Torque is directly proportional to the average motor current and hence current loop is crucial to the performance. Linearity of this loop is influenced by the faithfulness of current feedback. Most simple methods based on shunt-current sensing are not linear, whereas other approaches are expensive.
However, a new technique overcomes these limitations by sampling the dc-link current at the center of the pulse width modulator (PWM) on-time. This technique has been implemented in a control chip that provides sensorless control of a BLDC motor.
Approaches to Torque Control
A BLDC motor driven in the conventional six-step method resembles a brushed-dc motor, except that the winding positions are reversed and the commutator is replaced by an inverter.
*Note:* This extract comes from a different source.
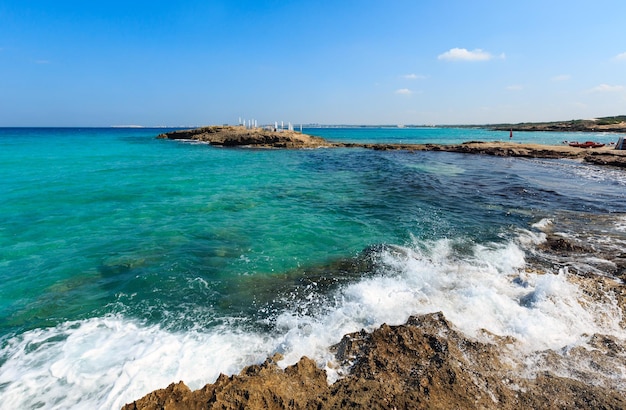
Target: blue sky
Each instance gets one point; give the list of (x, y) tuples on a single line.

Hence, one might think of regulating the average dc-link current for torque control, but this will result in regulating power instead of torque. Because at a constant dc-link voltage, regulating average dc-link current will only regulate power output. This will lead to the motor current (torque) varying inversely with its speed, depending on applied motor load. Any effort to compensate the average dc-link current data with the duty cycle to obtain the average phase current can be impaired by noise-filter time constants, usually rendering this option ineffective.
The dc-link current does not reveal winding currents during the PWM off-time, so a designer could choose to monitor all three winding currents continuously and build a regulator. To do so would require two current sensors to monitor any two-phase currents. While the third-phase current can be reconstructed from these two, the cost of the sensors makes this option expensive.
A third option would be to regulate the peak current per PWM period. Though this method is inexpensive and easy to implement, it is not linear. During the PWM on-time, at lower duty cycles where speed and back electromotive force (BEMF) are small, the phase current rises much faster than at higher duty cycles where speed and BEMF are large. The same peak currents per PWM period represent different average currents for different duty cycles. An intuitive geometric approach reveals this (Fig. 1). A typical variation in average current versus duty cycle at a given peak-current reference is shown in Fig. 2.